Próba obejścia przepisów?
Konrad Konarski, partner w Baker & McKenzie, przypomina, że nabywanie spółek w zamian za własne akcje to bardzo powszechna konstrukcja na rozwiniętych rynkach. Bioton podszedł jednak do niej nowatorsko. – W klasycznym układzie spółka przejmująca emituje akcje, które są pokrywane wkładem niepieniężnym w postaci akcji czy udziałów spółki przejmowanej. W Polsce, zgodnie z kodeksem spółek handlowych, wkład niepieniężny do spółki akcyjnej powinien zostać wyceniony przez biegłego. W ten sposób biegły potwierdziłby (lub nie) faktyczną wartość Bioleku i wartość udziałów nabywanych przez Bioton – mówi. Ekspert zaznacza, że udziały Bioleku nie będą jednak wnoszone aportem.
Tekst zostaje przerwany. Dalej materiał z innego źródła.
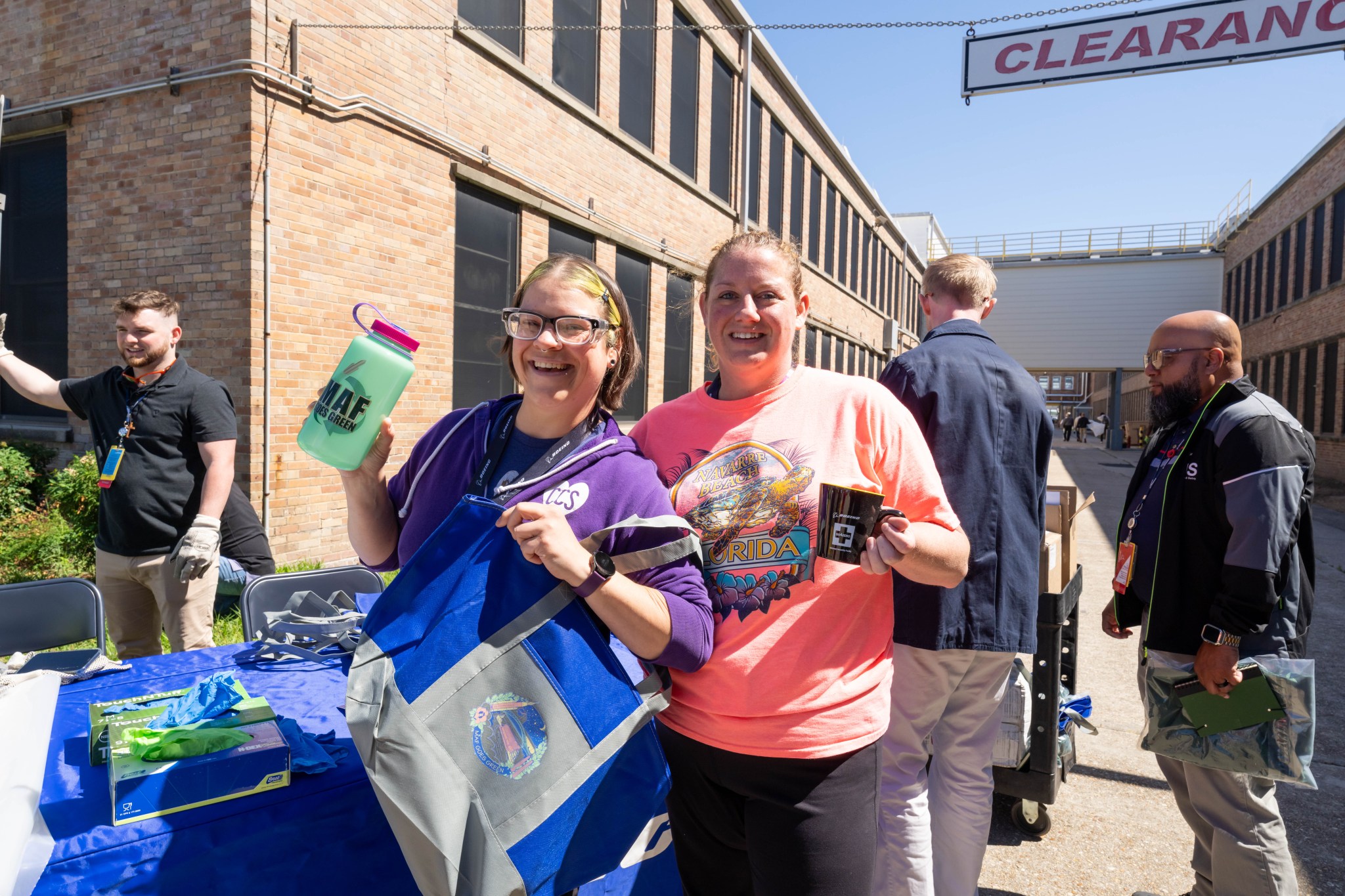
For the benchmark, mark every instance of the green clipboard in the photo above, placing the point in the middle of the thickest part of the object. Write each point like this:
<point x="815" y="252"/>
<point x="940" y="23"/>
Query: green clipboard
<point x="1251" y="703"/>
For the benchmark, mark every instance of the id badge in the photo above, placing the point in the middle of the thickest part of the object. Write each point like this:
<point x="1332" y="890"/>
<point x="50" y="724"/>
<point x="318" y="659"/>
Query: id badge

– Zostaną one sprzedane Biotonowi w zamian za określoną (w sposób skomplikowany, ale jednak określoną) cenę. Z drugiej strony Bioton wyemituje akcje, ale w zamian za wkład pieniężny – zapłatę ceny emisyjnej w wysokości 20 gr za akcję – mówi.
– Następnie oba te długi (o zapłatę ceny sprzedaży akcji Bioleku i o zapłatę ceny emisyjnej akcji Biotonu) zostaną potrącone. Rezultat będzie taki sam jak przy aporcie – Bioton będzie miał udziały Bioleku, udziałowcy Bioleku będą mieć akcje Biotonu, żadna ze stron nie wyłoży ani złotówki w gotówce – wyjaśnia Konarski.
Ekspert dostrzega ryzyko, że sąd rejestrowy mógłby uznać taką strukturę za próbę ominięcia wymogu wyceny aportu.